I'm asking because I'm testing exactly this on gentoo:
$ sudo src/openvpn/openvpn --dev tun5 </dev/null
Tue Dec 6 21:05:03 2016 disabling NCP mode (--ncp-disable) because not in P2MP client or server mode
Tue Dec 6 21:05:03 2016 OpenVPN 2.4_rc1 [git:agibug/211a3a07222ff985+] x86_64-pc-linux-gnu [SSL (OpenSSL)] [LZO] [LZ4] [EPOLL] [MH/PKTINFO] [AEAD] built on Dec 6 2016
Tue Dec 6 21:05:03 2016 library versions: OpenSSL 1.0.2j 26 Sep 2016, LZO 2.08
Tue Dec 6 21:05:03 2016 * WARNING *: all encryption and authentication features disabled -- all data will be tunnelled as cleartext
Tue Dec 6 21:05:03 2016 TUN/TAP device tun5 opened
Tue Dec 6 21:05:03 2016 Could not determine IPv4/IPv6 protocol.
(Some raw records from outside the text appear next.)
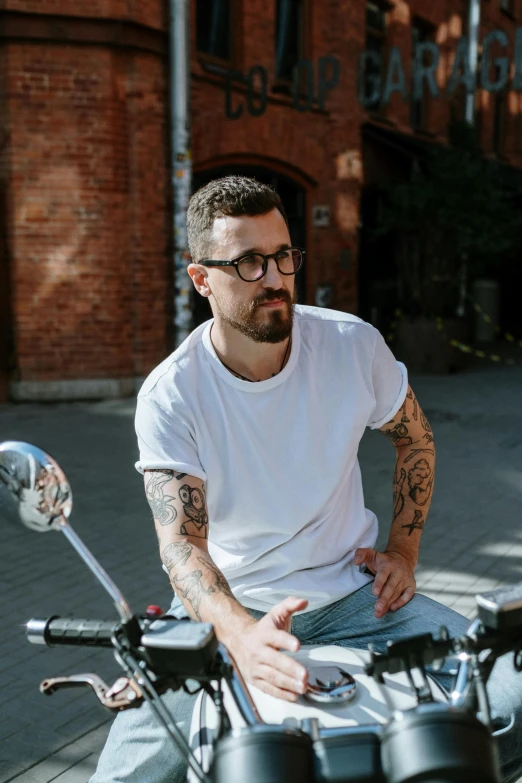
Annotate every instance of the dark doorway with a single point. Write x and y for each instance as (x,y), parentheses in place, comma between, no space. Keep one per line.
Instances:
(294,200)
(378,286)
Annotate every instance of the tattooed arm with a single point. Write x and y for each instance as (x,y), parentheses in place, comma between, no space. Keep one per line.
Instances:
(411,435)
(179,508)
(180,514)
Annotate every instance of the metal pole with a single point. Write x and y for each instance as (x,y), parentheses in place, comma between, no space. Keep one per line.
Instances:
(181,162)
(473,36)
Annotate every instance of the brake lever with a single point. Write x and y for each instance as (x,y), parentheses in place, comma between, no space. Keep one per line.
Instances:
(122,695)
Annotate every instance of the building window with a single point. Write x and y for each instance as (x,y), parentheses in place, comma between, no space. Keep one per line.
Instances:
(213,28)
(421,32)
(507,6)
(290,36)
(375,42)
(499,122)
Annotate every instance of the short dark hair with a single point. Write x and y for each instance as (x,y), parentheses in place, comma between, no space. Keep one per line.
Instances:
(231,196)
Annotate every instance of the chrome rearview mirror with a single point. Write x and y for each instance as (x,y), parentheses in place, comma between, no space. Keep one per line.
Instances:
(34,488)
(33,483)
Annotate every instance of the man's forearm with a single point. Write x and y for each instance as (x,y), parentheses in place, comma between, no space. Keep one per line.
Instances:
(203,589)
(412,492)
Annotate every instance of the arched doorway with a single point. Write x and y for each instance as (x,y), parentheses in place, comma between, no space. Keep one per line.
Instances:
(293,196)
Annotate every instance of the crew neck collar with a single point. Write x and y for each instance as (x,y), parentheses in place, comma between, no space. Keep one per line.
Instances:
(253,387)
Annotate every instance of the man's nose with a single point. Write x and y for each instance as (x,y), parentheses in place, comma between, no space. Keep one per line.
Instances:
(273,277)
Using AF_INET
Tue Dec 6 21:05:03 2016 UDPv4 link local (bound): [AF_INET][undef]:1194
Tue Dec 6 21:05:03 2016 UDPv4 link remote: [AF_UNSPEC]
... and there it sits, not using significant CPU time (as in "it does not even show up in top").
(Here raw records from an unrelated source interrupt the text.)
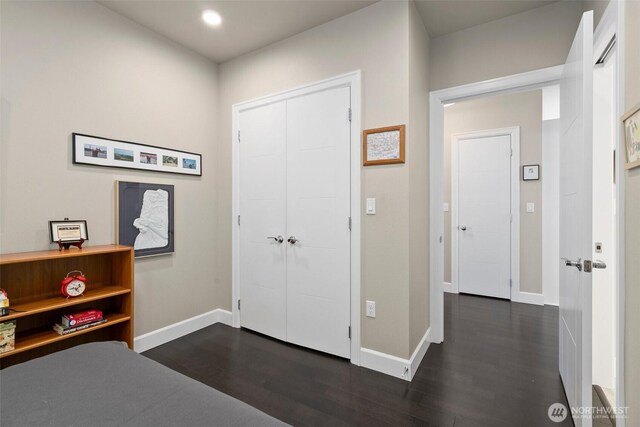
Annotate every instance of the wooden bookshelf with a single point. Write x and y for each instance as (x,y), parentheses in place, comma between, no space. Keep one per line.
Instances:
(32,281)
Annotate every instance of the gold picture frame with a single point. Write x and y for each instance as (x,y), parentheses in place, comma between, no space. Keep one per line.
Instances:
(631,122)
(383,146)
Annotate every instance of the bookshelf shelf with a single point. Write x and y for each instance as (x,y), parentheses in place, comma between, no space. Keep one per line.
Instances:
(32,281)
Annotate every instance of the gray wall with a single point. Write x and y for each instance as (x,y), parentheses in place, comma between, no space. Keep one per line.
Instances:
(78,67)
(517,109)
(632,225)
(376,41)
(527,41)
(418,158)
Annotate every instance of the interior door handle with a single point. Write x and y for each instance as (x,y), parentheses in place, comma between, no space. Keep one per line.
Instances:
(570,263)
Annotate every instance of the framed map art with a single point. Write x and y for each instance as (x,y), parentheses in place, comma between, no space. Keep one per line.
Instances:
(383,146)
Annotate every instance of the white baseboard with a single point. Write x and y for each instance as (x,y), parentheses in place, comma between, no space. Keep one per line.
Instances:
(169,333)
(420,351)
(448,287)
(527,298)
(393,365)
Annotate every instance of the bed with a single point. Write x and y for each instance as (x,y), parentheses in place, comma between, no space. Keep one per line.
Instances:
(106,384)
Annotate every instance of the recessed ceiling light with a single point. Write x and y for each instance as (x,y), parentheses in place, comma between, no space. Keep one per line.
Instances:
(211,17)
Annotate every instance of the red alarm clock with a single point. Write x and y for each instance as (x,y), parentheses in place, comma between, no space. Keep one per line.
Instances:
(73,285)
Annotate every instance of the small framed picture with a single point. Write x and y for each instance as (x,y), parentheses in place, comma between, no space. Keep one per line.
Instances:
(631,121)
(383,146)
(68,230)
(530,172)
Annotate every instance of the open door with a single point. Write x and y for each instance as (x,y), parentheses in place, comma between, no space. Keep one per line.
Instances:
(576,189)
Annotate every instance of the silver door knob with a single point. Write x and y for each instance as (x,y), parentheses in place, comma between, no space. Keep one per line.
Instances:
(570,263)
(598,264)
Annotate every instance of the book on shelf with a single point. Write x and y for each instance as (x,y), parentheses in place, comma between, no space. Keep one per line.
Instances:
(64,331)
(77,319)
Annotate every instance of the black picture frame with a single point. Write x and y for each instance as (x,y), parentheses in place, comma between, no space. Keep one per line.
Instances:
(130,199)
(84,230)
(107,152)
(531,172)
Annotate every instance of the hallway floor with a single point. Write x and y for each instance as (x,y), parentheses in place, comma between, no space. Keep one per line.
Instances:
(498,366)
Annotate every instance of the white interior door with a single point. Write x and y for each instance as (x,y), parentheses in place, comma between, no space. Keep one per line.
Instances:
(484,216)
(318,211)
(262,272)
(576,174)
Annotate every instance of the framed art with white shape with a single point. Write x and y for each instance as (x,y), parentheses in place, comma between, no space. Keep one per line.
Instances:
(530,172)
(68,230)
(144,217)
(97,151)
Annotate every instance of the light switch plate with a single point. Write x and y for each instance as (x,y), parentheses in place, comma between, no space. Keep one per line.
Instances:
(371,309)
(371,206)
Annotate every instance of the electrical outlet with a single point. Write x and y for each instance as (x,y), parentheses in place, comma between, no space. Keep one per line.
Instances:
(371,309)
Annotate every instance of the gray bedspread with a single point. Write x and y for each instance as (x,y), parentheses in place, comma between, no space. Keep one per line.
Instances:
(106,384)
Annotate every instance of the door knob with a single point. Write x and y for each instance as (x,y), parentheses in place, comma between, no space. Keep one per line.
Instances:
(590,265)
(570,263)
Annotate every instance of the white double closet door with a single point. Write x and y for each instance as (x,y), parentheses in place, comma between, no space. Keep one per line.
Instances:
(294,230)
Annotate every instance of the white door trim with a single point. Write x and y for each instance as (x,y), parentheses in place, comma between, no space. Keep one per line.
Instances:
(514,83)
(352,80)
(514,134)
(620,228)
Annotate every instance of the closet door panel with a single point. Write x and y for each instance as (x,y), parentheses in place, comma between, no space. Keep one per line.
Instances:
(318,210)
(263,214)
Strace shows it polling fd=4 and fd=3
poll([{fd=4, events=POLLIN|POLLPRI}, {fd=3, events=POLLIN|POLLPRI}], 2, 1121) = 0 (Timeout)
poll([{fd=4, events=POLLIN|POLLPRI}, {fd=3, events=POLLIN|POLLPRI}], 2, 1121) = 0 (Timeout)
poll([{fd=4, events=POLLIN|POLLPRI}, {fd=3, events=POLLIN|POLLPRI}], 2, 1121) = 0 (Timeout)
poll([{fd=4, events=POLLIN|POLLPRI}, {fd=3, events=POLLIN|POLLPRI}], 2, 1121) = 0 (Timeout)
... with an 1s timeout, which is the expected interval for internal timers.
--verb 9
added to the command line confirmsthis:
Tue Dec 6 21:07:40 2016 us=485781 TIMER: coarse timer wakeup 1 seconds
Tue Dec 6 21:07:40 2016 us=485793 PO_CTL rwflags=0x0001 ev=4 arg=0x006b8b60
Tue Dec 6 21:07:40 2016 us=485800 PO_CTL rwflags=0x0001 ev=3 arg=0x006b8a88
Tue Dec 6 21:07:40 2016 us=485814 I/O WAIT TR|Tw|SR|Sw [1/171044]
... so: I have no idea why it's adding 0 to your fd sets. It obviously should not do that, but "it's not doing it for me".
(Looking at openvpn-2.4_rc1-r1.ebuild I can't see anything that would explain it either - the only patch is related to cmocka testing, and that does not touch actual openvpn code)
Can you re-run your most basic example with
--verb 9
and attach the output (break with ctrl-c when it starts looping :) )? It might give some clue what is happening.